Öncelikle hayatı bir bütün olarak görmek gerekir. İnsanlık var oldu olalı hayat var ve yaşandı. Yaşanan bu hayat hiçbir zaman tekdüze, standart ya da stabilize yaşanmadı, bundan sonra da durağan olarak yaşanmayacak. Hayat inişli çıkışlı, kolayıyla, zoruyla, mutluluğu ve mutsuzluğuyla, olumlularıyla, olumsuzlarıyla bir bütündür. Dönem dönen sıkıntılar, kaygılar, karamsarlıklar baskın yaşanabilir. Olumsuzluk ve benzeri durumlarda enerjiyi emen, eylemden alıkoyan, pes ettiren duygu ve düşüncelere karşı direnç geliştirilmeli, gerektiğinde profesyonel destek alınmalıdır.

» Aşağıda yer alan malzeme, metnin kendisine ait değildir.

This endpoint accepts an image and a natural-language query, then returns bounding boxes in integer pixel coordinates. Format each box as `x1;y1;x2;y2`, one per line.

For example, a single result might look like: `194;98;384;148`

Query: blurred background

“Güzel düşünen güzel yaşar” sözü gereğince zihnimizi güzel düşüncelerle doldurmalıyız. Çözüm odaklı olumlu düşünme alışkanlığı kazanmak, kazandırır. Olumlu düşünmek kişinin hem zihinsel, hem psikolojik, hem de fizyolojik olarak rahatlamasını ve güç bulmasını destekler. Kişinin yaşam enerjisini ve motivasyonunu artırır. Bizi rahatsız eden durumlarda, “Ne yapmak daha iyi olur, daha iyisi nasıl mümkün?” gibi cümlelerle iç enerjimizi artırmak her zaman avantaj doğurur. Daha güzeli için eyleme geçmemiz, içsel enerjimizi güçlendirecektir.
Bir işi yaparken veya zorluklarla karşılaşıldığında (hatta yaptıktan sonra da) “Daha iyisi nasıl mümkün olur?” şeklinde cümleler kurmanın bilinçaltı olumlu enerjiyi açığa çıkardığı deneysel uygulamalarla kanıtlanmıştır. Yaşadığımız, istenmeyen ve olumsuz olaylar karşısında çekilerek kaçmak, bırakmak yerine sorumluluk bilinciyle bu tür durumlardan ders çıkarmak avantaj sağlar. Şükürsüz, değerden anlamayan, kıymet bilmez, karamsar, sıkıntılı, sürekli olumsuz kişilerden/ortamlardan uzaklaşmak ve olumlu, üretken, çözüm üreten, enerjisi yüksek kişiler/ortamlar olumlu kişiliğin oluşumunu ve gelişimini destekler.
Bazen yetersiz, eksik veya donanımsız olarak görebiliriz kendimiz. Bu durumda hedef gözde büyümeye başladıysa, daha önce verilen kararı düşünüp üşenmeden, ertelemeden ve vazgeçmeden eyleme geçmeli. Ara ara durum değerlendirmesi yaparak büyük resmi görmeli, bu resmi oluşturan küçük parçaları belirlemeli ve küçük parçaları adım adım bir araya getirerek bütünü oluşturmalı.
Soruna değil çözüme odaklananlar, olmayacak anlarda ve durumlarda büyük icatlar ve çözümler üretirler. Olaylar ve durumlar karşısında mazeret değil çözüm üretme becerisinin kazanılması iç enerjiyi artıracağından, kişi daha üst motivasyonla çalışır.